The reasons why these three things are – in my opinion – mistaken as an application-layer-only concern are the following:

  • In order to handle a domain event, we must load and later save the affected aggregates. Because of this, the handler must also be part of the application layer. But crucially, not only. If we respect the idea behind a hexagonal architecture, then for each domain event handler residing in the application layer, there must be a corresponding one located in the domain layer. Even for the most trivial case where one domain event translates to exactly one command method invocation on some aggregate. This is probably omitted in many examples because it initially adds little value. But just imagine that later on, the translation will be based on some further business condition. Will we also just place that in the application layer handler? Remember: All of our domain logic should be in the domain layer.
    • A side note: Even if we respect this separation of concerns, we still have the choice of letting the domain event be handled by an aggregate itself or let it be translated into an aggregate command by a thin domain service. This choice however is based on an entirely different concern: Whether or not we want to couple aggregates more tightly. There is no right or wrong answer here. Some things just naturally are coupled more tightly while others might benefit from some extra indirection for increased flexibility.
  • In order to correctly implement a business process or saga, we have to take care of various application-specific concerns like message de-duplication, idempotency, retries, timeouts, logging etc. Although one might argue that the domain logic itself should be responsible for dealing with at least some of these aspects first-hand (see Vaughn Vernons excellent talk about modelling uncertainty). Remember, however, that the essence of the sequence of (allowed) steps/actions is entirely based on domain logic.

Finally, a word about coupling. In my view, there is a tendency in the community that coupling is a bad thing per-se and thus must be avoided/mitigated by all means. This might lead to solutions like placing event-command translations (remember: domain logic!) out in the adapter layer of a hexagonal/onion/clean architecture. This layers responsibility is to adapt something to something else with the same semantics/function, but with slightly different form (think power adapters). It is not the place to host any type of domain logic even if it is dead simple. Businesses have dependencies and coupling all over the place. The art is to embrace it where it actually is, and avoid it otherwise. There is a reason why we have partnership or customer/supplier relationships in DDD. And if we care about domain logic isolation, those dependencies are reflected right where they belong: In the domain layer.

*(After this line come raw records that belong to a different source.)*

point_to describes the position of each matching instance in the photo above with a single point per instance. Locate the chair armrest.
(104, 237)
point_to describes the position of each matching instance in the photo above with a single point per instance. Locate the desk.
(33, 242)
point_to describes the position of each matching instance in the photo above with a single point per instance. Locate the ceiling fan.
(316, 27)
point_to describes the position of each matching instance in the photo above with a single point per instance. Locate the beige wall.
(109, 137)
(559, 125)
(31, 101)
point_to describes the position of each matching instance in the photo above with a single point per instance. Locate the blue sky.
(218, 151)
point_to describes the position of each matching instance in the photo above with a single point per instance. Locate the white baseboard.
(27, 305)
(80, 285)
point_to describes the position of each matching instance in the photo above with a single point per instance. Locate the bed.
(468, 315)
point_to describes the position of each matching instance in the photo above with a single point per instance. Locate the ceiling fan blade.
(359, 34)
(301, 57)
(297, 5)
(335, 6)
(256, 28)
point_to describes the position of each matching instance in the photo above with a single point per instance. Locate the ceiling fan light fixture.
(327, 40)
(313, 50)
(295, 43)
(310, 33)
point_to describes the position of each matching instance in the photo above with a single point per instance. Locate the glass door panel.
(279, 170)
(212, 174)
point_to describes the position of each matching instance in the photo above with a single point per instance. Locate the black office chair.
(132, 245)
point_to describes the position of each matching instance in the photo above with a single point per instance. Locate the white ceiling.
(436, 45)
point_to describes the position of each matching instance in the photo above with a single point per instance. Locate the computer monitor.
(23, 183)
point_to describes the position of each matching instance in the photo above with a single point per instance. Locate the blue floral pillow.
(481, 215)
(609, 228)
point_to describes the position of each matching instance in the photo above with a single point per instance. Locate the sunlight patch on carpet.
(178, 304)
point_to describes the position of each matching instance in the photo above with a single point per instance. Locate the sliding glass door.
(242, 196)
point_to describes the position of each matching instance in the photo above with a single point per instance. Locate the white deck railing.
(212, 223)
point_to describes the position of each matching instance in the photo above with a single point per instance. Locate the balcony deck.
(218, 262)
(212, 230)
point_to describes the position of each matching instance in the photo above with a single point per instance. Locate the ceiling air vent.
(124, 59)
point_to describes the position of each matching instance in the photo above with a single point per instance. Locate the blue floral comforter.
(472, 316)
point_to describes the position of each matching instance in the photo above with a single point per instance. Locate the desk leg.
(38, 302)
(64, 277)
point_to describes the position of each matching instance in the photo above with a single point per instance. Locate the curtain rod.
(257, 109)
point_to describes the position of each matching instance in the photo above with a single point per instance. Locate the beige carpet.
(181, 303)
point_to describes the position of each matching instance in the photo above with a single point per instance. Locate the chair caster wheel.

  • A side note: An anti-corruption layer (DDD) is a valid example of an adapter. For example, it may take a bunch of remote domain events and transform/combine them in any way necessary to suit the local model. They still remain events that happened in the past, and don't just magically become commands. The transformation only changes form, not function. And it doesn't eliminate the inevitable coupling from a domain perspective. It just rephrases the same thing in a slightly different language.
Dire answered 21/7, 2021 at 21:15 Comment(0)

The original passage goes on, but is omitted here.